Gazelle & The Bear – Weird Shaped Clouds
Nach einigen Single-Releases im vergangenen Jahr setzten Gazelle & The Bear kürzlich mit ihrem Debütalbum nach. „Weird Shaped Clouds“ vereint bereits Bekanntes mit Neuem, die Grundstimmung bleibt dieselbe. Das Album fängt an, wie es ein Livekonzert zu nicht-Corona-Zeiten tun würde – ein Überschuss an Beckensounds, einzelne Klavierakkorde und der kurze Moment gefühlter Schwerelosigkeit, bevor es dann richtig losgeht. Die Tracks sind eine Mischung aus Modern Jazz, HipHop und R’n’B und dabei trotzdem nie zu viel, sondern soundtechnisch eher reduziert und subtil. Was es wiederum leichter und schöner macht, die Feinheiten des Schlagzeugs, die komplexen Takte und Harmonien rauszuhören.

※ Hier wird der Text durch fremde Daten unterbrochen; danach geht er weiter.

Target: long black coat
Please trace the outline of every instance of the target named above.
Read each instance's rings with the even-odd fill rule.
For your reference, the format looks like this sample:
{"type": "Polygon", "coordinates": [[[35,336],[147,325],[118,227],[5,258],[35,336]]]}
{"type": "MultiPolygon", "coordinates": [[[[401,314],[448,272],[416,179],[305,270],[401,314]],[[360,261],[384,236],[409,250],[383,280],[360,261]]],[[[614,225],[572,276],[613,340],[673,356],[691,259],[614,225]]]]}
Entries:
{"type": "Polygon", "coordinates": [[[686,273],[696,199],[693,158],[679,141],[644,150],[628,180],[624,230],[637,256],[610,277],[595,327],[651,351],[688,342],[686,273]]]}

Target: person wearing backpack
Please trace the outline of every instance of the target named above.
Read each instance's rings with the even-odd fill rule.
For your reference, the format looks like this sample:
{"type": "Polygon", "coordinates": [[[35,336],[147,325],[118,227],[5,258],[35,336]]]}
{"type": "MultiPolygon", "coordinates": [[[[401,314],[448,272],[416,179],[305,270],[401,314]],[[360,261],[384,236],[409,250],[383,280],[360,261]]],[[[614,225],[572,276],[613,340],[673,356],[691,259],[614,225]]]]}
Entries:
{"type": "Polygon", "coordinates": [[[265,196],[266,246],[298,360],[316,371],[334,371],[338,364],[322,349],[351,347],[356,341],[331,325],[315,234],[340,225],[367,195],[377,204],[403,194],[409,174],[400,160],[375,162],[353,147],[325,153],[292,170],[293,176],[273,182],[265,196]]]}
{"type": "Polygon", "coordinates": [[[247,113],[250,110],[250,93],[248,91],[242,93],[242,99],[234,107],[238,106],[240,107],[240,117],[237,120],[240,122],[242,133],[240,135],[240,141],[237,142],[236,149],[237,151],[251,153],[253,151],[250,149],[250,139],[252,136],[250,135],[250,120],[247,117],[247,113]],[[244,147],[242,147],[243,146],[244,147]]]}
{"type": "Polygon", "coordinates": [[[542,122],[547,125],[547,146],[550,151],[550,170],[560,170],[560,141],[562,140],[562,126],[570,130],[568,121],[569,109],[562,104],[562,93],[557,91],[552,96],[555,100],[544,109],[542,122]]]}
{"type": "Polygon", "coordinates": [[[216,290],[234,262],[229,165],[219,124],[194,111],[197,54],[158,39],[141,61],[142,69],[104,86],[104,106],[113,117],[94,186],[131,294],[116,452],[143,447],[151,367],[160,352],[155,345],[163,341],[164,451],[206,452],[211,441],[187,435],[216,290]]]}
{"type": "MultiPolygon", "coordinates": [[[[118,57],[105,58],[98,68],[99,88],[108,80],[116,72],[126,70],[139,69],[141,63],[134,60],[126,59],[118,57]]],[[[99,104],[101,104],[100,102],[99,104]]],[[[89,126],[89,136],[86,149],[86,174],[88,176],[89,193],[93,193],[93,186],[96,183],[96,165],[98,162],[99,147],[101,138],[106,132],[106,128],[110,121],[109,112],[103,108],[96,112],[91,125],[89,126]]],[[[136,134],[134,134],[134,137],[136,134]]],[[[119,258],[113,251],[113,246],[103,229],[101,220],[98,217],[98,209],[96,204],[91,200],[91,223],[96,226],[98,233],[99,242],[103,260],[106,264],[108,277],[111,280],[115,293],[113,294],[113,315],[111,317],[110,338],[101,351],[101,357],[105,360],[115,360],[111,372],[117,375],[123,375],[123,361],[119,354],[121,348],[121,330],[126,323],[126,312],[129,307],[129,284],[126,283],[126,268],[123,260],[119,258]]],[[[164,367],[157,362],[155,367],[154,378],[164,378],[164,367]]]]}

Für die auffällige Schlagzeug-Präsenz ist Tour- und Session-Drummer Julian Berann zuständig. Ines Kolleritsch sorgt für die poetischen Vocals, meistens gesungen, manchmal gerappt, hin und wieder irgendwas dazwischen. Songs wie „When You’re Around“ mit New Yorker Rapper Stimulus als Featuregast und „Balance“ stechen durch die Fülle der Sounds hervor. Thematisch ist das Album emotional und metaphorisch wechselhaft ans Wetter angelehnt. Es geht um die Person, die den Winter zum Sommer macht, den Regen, den Schatten und um gute Aussichten, Tagträumereien und Selbstliebe.
Lent – Visionär EP
Mit „Visionär“ hat Lent eine zusammenhängende Storytelling-EP geschaffen. Die Tracks „Visionär“, „Notruf“ und „GTA“ sind Teil einer zusammenhängenden Trilogie rund um einen Casinoraub, eine geheimnisvolle Fremde, Polizei und Knast. Die dazugehörigen Musikvideos setzen die Geschichte visuell um und vorbildlichen Lents Storytelling. Die Beats stammen hierbei, wie meistens, von Lents Bruder Damian Beats, der den Rapper mit teils dystopisch und düsteren, teils minimalistisch und opulenten Beats versorgt auf denen Lent seine Geschichte erzählt. Aus der Reihe tanzt nur der letze Track „Africa“ auf dem sich dafür ein gern wiedergesehener Feature-Gast wiederfindet: die deutsche Rapperin Haiyti. Der Song ist nicht Teil der Konzept-EP, fügt sich aber schlüssig in die Reihe und schließt das Album ab. Hierfür lieferte Damian Beats einen trappigen und psychedelischen Beat, auf dem sich das Rap-Duo in gewohnt autotunlastiger Manier drüber texten.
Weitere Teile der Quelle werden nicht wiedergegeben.